ROME -- Scandal-mired Italian Premier Silvio Berlusconi has raised the stakes in Sunday's local elections, equating them to a kind of plebiscite on how he is faring as the country's leader.
The most closely watched mayoral race is in Milan, an important power base for the media mogul where he stumped hard for the incumbent candidate from his Freedom People party, Letizia Moratti.
Another important city is Naples, struggling with mountains of garbage that Berlusconi had promised would disappear.
Italians could vote yesterday or today, with ballot-counting starting immediately after polls close this afternoon, and first results expected shortly after.
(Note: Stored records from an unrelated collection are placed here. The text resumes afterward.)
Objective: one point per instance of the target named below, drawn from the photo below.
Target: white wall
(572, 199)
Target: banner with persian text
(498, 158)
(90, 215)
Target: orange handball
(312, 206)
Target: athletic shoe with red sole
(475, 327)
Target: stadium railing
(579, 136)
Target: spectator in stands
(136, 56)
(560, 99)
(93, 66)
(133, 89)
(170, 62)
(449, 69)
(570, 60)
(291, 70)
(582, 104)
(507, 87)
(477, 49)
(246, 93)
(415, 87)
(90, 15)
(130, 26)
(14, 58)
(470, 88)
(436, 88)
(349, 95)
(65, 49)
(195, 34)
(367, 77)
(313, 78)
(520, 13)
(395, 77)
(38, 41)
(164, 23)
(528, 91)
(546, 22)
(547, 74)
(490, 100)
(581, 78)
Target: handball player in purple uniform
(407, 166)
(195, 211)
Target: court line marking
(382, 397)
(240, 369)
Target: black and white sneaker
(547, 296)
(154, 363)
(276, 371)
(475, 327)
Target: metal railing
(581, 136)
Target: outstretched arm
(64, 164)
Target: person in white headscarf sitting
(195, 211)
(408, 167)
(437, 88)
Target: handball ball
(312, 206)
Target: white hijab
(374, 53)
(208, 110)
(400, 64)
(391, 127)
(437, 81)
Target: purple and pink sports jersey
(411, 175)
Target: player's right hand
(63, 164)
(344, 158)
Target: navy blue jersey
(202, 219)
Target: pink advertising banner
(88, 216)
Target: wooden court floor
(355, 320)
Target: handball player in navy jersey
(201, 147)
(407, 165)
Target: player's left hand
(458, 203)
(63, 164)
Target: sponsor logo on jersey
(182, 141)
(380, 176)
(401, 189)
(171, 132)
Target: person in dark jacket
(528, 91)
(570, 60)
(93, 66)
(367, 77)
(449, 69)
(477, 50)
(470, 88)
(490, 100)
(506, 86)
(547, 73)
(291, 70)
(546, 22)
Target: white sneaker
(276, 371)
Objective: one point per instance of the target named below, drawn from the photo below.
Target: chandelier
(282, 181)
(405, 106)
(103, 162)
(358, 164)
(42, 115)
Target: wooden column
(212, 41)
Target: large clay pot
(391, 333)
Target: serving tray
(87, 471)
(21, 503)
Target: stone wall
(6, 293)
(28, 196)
Berlusconi is battling back after recent opinion polls showed that scandals were starting to take a toll on his popularity. The 74-year-old premier, in his third term in office, has been spending much of his time defending himself in four criminal cases brought by Milan prosecutors.
In the most sensational case, he is on trial for allegedly paying for sex with a Moroccan teenager and using his office to try to cover it up. Berlusconi has denied all wrongdoing, including in other cases stemming from dealings in his multibillion business empire. He contends left-leaning prosecutors are out to get him.
With Berlusconi campaigning so hard for his party's candidates, especially in Milan, which hosts the soccer team he owns, AC Milan, voters could be forgiven for speaking as if the premier is actually running.
"I am convinced that Berlusconi will win on the first round," voter Andrea Martiri told APTN in Milan.
In cities and towns where no candidate clinches more than 50 percent of the vote, runoffs will be held in two weeks.
Other citizens wondered what the impact might be from the sex scandal, in which Berlusconi is accused of having sex with an underage nightclub dancer who goes by the stage name "Ruby."
"I hope voters will keep in mind what happened, all of the scandal tied to Ruby," said Daniela Vergara after casting her ballot in Milan. She also hoped voters would be indignant over what critics say are tailor-made justice system reforms pushed through Parliament by Berlusconi loyalists with the aim of helping him in his many judicial woes.
Nearly 13 million Italians were called to the polls in some 1,200 cities, towns and provinces across much of the nation. Sicily's vote was scheduled for later this month.